It can be an overwhelming journey for families with babies in the Neonatal Intensive Care Unit.
Many parents are so focused on their infant’s care, they forget to document the first precious moments of their lives..
Two and a-half year-old Ellis is a vibrant, energetic girl. You would never know looking at her now that she was a premature baby weighing only three-pounds at birth, spending 30 days in the Neonatal Intensive Care Unit.
Like many families with babies in NICU, Montana Turpin, Ellis’s mother, says you would never expect the first month if your child’s life to be spent in the hospital. “We couldn’t go anywhere to have our pictures made, obviously, and we were there for Christmas.”
That was until an unexpected group came into the hospital to capture memories of baby Ellis.
Evan’s Project is a non-profit organization that provides photos for families with critically ill infants in the Neonatal Care Unit.
Stephanie Freeman is the founder of Evan’s Project, and a friend to Evan’s mother.
Evan was born with a heart condition and passed away March 16th, 2009, just six days after he was born.
The only picture of him was taken by a nurse in the NICU.
It became Stephanie’s mission to keep Evan’s memory alive for her friend. “She (Evan’s mother) talked about how sometimes she felt like she was forgetting his features, his face, fingers, toes and all those little things.”

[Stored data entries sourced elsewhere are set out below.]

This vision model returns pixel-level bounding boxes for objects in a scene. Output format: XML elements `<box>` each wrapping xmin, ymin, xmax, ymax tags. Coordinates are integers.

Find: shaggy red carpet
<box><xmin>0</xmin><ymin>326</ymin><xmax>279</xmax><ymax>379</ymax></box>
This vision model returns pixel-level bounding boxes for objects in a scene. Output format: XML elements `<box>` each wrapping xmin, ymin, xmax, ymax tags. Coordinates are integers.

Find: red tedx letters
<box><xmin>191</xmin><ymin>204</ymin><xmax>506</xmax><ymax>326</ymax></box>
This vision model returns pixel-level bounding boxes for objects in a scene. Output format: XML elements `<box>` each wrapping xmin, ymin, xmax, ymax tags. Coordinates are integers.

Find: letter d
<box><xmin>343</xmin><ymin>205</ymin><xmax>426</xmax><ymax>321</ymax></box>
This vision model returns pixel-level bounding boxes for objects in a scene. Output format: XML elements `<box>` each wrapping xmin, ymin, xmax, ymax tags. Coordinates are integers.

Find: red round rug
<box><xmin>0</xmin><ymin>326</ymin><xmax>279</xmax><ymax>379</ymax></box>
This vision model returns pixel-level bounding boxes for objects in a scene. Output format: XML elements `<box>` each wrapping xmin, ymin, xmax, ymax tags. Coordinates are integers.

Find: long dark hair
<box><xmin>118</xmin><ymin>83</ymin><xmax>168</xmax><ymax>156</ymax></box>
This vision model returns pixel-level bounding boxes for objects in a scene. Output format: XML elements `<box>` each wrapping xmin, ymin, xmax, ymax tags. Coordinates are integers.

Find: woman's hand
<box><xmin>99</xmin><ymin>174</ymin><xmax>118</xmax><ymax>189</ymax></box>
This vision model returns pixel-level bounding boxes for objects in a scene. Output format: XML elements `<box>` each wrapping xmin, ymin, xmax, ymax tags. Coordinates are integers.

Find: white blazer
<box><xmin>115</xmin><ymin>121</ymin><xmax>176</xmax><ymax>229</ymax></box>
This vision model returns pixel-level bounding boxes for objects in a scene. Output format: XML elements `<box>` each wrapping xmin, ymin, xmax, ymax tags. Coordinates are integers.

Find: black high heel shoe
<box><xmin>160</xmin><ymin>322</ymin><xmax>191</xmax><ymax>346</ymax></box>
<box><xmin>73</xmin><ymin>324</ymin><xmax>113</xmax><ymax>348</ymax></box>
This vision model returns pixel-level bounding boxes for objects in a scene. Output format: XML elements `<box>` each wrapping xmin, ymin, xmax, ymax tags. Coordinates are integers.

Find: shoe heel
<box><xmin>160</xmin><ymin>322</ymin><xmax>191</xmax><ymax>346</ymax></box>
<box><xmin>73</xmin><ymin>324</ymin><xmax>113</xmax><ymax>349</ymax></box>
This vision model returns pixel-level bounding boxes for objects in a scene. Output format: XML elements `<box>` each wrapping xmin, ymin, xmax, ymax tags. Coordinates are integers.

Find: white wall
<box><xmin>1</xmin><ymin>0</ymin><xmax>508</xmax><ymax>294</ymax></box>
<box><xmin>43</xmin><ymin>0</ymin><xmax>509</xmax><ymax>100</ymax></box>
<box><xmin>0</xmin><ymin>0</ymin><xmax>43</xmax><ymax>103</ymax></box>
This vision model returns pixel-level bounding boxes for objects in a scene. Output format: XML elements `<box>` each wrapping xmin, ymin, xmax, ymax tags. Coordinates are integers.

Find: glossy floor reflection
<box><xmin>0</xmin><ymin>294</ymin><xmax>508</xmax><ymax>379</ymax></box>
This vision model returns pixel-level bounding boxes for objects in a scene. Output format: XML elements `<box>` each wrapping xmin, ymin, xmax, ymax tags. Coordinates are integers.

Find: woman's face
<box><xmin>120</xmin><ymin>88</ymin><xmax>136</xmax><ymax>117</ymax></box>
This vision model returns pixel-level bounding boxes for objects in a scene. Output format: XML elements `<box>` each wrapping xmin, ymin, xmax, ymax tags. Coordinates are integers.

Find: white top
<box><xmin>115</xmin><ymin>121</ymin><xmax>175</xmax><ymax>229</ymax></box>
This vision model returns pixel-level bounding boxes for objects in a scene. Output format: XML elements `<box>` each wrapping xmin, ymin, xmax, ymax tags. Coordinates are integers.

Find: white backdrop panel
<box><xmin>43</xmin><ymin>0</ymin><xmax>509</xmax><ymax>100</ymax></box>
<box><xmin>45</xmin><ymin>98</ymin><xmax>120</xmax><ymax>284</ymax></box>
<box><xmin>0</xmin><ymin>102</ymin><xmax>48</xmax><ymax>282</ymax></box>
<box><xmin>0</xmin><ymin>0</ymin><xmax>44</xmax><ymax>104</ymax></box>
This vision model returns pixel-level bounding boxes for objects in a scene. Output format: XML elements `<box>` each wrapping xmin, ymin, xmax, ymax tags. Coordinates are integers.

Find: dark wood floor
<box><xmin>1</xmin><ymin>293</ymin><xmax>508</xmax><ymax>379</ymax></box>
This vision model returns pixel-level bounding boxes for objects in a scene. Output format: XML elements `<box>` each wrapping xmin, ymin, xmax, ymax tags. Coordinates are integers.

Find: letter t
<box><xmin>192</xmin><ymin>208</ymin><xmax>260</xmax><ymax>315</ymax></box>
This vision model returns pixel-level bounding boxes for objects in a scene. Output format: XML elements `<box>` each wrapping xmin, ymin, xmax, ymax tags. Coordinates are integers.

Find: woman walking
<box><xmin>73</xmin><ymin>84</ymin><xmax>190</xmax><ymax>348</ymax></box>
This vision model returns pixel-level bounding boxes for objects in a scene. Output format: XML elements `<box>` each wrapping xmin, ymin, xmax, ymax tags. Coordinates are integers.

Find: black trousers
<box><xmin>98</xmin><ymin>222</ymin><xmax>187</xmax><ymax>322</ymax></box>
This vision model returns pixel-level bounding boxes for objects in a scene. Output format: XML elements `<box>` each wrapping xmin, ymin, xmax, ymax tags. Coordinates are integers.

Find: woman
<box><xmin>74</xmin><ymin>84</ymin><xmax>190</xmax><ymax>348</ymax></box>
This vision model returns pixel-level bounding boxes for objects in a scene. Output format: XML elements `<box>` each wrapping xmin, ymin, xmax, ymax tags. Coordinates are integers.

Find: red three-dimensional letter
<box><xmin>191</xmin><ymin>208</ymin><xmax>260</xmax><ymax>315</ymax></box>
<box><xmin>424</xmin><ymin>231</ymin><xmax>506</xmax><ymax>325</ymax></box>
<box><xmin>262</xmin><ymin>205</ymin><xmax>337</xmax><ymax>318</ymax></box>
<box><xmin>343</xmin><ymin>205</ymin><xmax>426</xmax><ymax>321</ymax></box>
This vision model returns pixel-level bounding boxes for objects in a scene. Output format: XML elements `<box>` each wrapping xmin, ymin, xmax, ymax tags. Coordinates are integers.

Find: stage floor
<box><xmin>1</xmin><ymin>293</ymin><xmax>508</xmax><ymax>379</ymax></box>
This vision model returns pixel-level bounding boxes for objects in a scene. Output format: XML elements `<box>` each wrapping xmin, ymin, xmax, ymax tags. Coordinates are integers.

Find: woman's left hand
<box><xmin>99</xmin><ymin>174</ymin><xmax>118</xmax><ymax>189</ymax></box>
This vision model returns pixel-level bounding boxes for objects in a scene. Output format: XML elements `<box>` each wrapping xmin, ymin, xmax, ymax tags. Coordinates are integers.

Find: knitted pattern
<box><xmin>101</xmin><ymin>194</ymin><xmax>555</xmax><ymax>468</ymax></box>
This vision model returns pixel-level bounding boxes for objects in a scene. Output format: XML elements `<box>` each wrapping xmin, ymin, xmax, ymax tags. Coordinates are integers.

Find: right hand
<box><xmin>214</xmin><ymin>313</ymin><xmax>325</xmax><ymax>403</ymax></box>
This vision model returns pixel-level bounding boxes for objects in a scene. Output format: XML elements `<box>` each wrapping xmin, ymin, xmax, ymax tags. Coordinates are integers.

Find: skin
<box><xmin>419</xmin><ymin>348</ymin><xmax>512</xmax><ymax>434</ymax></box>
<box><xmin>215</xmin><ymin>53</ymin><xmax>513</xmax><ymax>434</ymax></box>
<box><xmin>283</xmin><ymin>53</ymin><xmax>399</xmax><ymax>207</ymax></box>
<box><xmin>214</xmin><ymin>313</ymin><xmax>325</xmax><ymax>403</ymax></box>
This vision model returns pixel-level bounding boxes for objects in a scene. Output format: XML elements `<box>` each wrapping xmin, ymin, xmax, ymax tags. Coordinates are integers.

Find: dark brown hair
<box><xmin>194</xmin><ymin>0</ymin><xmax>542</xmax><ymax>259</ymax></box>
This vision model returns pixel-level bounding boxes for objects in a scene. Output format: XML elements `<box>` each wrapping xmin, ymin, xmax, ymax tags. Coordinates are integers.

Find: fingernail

Freeman teamed up with The Ronald McDonald House and professional photographers to make sure other families could hold on to those special memories. Pictures of Evan’s Project line the halls of The Ronald McDonald House at Mercy Hospital in Fort Smith.
“The first kiss and the first time they get to hold them.. Those are so, so precious. To be able to capture that and document it for them is something you’ll never forget,” Freeman said.
Photographers donating their talent to Evan’s Project have taken pictures of more than 2,500 NICU babies. 30 of whom have lost their lives.
Evan’s Project has spread across the nation and has even reached other countries. Freeman says, “It’s really exciting to me that Evan’s memory gets to expand and extend that far.”